Art. 1.464 – Tem o credor direito a verificar o estado do veículo empenhado, inspecionando-o onde se achar, por si ou por pessoa que credenciar.
Lei 10.406/2002 – Acesso em 02/03/2026
O artigo 1.464 do Código Civil de 2002 confere ao credor o direito fundamental de verificar o estado do veículo empenhado, estabelecendo uma prerrogativa essencial para a segurança jurídica das operações de penhor de veículos. Este dispositivo legal visa proteger o interesse do credor, permitindo-lhe acompanhar a conservação do bem que garante a dívida. A faculdade de inspeção pode ser exercida pessoalmente ou por meio de um procurador, o que confere flexibilidade e adaptabilidade à dinâmica das relações contratuais.
A importância prática deste artigo reside na mitigação de riscos inerentes ao penhor civil, especialmente no que tange à depreciação ou deterioração do bem. O credor, ao inspecionar o veículo, pode identificar eventuais danos, uso inadequado ou falta de manutenção que possam comprometer o valor da garantia. Tal direito é uma manifestação do princípio da boa-fé objetiva e da diligência que se espera nas relações obrigacionais, assegurando que o devedor cumpra seu dever de guarda e conservação do bem empenhado.
Embora o artigo seja conciso, ele suscita discussões sobre a frequência e a forma dessa verificação, bem como as consequências de uma eventual recusa do devedor em permitir a inspeção. A doutrina e a jurisprudência têm se inclinado a interpretar este direito de forma razoável, evitando abusos por parte do credor, mas garantindo a efetividade da garantia. Conforme análises realizadas pelo sistema de inteligência artificial jurídica Redizz, que mapeia a legislação brasileira, a aplicação prática deste dispositivo frequentemente se alinha com a necessidade de preservar o valor do bem empenhado, evitando litígios futuros.

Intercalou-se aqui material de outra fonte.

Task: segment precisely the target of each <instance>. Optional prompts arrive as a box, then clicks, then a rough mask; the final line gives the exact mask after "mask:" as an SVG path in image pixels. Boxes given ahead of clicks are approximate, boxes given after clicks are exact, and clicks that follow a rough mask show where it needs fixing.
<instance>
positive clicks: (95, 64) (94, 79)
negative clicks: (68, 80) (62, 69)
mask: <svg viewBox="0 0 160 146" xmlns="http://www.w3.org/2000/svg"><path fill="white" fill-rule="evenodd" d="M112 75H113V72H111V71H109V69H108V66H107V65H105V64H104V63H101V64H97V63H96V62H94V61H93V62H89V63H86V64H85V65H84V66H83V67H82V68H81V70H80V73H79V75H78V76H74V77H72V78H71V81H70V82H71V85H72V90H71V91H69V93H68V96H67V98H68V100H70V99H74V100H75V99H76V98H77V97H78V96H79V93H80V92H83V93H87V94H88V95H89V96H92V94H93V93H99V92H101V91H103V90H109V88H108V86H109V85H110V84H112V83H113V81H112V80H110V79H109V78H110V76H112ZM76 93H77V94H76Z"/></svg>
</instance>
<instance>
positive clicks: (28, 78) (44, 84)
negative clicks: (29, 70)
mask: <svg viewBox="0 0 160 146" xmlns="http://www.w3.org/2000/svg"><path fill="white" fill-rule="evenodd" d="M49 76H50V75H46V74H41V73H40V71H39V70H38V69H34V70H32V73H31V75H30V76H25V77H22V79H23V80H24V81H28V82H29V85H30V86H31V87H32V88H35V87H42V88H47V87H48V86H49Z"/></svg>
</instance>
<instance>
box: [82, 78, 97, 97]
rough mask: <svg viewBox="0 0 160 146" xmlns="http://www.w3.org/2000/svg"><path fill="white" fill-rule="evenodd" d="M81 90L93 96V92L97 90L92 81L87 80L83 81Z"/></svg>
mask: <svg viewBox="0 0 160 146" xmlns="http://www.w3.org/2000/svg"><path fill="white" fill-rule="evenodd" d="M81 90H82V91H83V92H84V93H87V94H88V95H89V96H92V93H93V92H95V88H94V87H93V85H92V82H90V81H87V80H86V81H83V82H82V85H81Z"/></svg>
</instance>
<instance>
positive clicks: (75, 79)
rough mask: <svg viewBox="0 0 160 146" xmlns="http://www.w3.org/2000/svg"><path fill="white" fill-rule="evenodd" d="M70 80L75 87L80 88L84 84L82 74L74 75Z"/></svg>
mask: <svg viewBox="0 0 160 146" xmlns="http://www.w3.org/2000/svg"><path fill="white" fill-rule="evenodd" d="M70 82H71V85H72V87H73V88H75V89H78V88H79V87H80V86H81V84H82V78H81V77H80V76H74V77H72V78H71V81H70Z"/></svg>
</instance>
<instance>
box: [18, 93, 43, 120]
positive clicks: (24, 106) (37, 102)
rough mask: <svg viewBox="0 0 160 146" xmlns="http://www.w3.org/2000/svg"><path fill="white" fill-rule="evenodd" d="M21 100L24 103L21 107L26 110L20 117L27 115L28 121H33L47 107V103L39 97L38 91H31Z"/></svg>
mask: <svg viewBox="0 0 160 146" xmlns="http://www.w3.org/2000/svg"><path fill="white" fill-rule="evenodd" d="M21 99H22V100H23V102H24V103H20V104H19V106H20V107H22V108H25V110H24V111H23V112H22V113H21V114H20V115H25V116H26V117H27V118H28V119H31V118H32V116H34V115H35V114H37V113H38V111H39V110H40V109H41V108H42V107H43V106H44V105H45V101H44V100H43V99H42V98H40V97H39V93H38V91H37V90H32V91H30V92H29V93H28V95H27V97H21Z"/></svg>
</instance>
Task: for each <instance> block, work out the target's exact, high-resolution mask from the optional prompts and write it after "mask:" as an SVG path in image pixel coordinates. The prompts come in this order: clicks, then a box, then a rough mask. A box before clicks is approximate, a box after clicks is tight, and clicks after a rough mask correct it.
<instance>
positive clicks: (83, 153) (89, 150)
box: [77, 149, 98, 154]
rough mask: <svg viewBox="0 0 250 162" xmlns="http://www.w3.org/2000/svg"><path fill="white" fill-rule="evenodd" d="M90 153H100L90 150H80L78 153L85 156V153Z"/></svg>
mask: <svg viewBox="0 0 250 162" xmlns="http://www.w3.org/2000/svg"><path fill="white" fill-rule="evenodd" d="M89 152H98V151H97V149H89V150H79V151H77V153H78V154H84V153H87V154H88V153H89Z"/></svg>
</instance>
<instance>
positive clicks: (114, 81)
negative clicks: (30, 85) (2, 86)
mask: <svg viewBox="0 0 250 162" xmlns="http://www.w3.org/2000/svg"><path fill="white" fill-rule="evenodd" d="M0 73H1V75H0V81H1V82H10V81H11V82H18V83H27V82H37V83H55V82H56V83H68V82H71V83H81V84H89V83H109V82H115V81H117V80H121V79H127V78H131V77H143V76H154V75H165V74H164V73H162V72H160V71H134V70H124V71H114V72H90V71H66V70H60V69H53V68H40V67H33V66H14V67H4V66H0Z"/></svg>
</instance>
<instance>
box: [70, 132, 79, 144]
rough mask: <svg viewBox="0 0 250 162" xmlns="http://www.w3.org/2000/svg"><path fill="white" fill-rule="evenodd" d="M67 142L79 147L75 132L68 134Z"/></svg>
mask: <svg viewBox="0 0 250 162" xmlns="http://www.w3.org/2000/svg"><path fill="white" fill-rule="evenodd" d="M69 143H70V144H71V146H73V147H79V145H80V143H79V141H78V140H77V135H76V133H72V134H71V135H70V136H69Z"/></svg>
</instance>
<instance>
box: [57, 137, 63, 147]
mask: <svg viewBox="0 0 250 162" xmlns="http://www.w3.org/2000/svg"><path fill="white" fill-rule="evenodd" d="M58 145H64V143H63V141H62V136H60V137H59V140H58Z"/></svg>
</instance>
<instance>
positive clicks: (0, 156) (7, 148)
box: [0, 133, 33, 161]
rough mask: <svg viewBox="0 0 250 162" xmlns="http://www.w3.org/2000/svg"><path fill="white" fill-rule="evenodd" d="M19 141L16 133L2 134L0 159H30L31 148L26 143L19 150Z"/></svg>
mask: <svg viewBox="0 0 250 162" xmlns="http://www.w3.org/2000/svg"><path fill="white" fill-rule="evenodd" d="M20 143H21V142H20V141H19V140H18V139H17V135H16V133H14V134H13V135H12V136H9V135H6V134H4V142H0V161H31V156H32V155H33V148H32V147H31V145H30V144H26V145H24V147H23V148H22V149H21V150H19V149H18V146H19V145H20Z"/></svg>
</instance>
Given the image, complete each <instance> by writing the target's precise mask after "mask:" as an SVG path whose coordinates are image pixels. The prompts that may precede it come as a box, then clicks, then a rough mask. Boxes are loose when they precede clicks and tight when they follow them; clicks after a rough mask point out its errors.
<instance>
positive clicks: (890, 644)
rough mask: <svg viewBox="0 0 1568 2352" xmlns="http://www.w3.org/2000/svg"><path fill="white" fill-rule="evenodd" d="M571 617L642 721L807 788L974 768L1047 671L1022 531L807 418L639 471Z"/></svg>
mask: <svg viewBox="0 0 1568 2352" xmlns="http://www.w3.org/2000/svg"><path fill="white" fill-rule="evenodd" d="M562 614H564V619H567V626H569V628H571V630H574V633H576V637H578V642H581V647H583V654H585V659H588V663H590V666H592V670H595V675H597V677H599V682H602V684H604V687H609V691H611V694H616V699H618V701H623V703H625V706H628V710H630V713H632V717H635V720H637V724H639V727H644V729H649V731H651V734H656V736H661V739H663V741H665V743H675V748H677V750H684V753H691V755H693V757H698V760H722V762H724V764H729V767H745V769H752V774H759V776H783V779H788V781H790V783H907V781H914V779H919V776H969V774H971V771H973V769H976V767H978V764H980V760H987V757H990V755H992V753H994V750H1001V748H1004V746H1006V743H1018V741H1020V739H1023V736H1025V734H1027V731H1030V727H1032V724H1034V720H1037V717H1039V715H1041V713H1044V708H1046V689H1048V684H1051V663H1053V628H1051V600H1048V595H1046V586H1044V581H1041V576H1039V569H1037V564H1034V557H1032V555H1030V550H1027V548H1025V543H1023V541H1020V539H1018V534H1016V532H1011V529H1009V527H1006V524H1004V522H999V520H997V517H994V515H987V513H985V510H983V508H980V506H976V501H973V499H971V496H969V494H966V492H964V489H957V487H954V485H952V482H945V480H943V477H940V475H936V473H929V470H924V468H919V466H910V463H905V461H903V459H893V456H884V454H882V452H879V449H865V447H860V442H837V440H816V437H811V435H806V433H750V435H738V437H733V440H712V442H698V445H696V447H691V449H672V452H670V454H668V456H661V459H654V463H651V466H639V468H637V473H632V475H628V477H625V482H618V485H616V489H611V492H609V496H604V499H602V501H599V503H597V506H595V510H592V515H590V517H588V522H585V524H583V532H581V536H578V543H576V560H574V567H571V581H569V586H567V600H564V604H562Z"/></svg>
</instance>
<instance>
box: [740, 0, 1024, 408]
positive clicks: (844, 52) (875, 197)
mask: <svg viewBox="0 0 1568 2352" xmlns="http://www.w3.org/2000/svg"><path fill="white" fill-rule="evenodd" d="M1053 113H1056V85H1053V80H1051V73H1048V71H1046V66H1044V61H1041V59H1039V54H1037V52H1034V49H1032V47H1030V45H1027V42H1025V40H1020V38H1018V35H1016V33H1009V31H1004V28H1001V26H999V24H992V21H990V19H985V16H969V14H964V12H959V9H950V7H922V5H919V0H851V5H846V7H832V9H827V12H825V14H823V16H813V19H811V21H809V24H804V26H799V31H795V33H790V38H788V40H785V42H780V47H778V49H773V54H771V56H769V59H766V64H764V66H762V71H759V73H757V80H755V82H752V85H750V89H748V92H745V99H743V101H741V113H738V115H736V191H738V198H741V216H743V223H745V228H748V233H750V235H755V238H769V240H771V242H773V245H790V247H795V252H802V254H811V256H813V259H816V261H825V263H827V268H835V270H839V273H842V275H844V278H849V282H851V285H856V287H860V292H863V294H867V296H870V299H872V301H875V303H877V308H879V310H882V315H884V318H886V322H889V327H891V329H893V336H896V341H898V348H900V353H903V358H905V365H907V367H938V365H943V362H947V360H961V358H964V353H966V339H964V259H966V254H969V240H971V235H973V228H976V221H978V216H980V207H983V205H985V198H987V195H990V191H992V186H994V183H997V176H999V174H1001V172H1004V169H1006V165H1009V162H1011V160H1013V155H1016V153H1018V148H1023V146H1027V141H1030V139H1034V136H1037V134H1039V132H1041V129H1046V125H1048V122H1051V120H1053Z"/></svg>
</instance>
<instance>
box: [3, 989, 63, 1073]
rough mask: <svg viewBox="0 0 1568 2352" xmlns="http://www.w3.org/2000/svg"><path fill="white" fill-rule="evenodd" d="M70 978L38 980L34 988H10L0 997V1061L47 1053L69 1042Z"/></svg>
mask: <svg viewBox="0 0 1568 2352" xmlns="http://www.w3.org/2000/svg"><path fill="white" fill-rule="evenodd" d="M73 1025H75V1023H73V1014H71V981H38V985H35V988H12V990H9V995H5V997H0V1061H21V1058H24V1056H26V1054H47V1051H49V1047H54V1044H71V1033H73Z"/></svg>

Para a advocacia, a compreensão do artigo 1.464 é crucial na elaboração de contratos de penhor e na representação de credores ou devedores. Advogados devem orientar seus clientes sobre a extensão desse direito, as formas de exercê-lo e as implicações de sua violação, que podem ensejar medidas judiciais como a busca e apreensão do bem ou a execução antecipada da dívida. A tutela do credor é o cerne deste dispositivo, mas sempre em equilíbrio com os direitos do devedor à posse e uso do bem.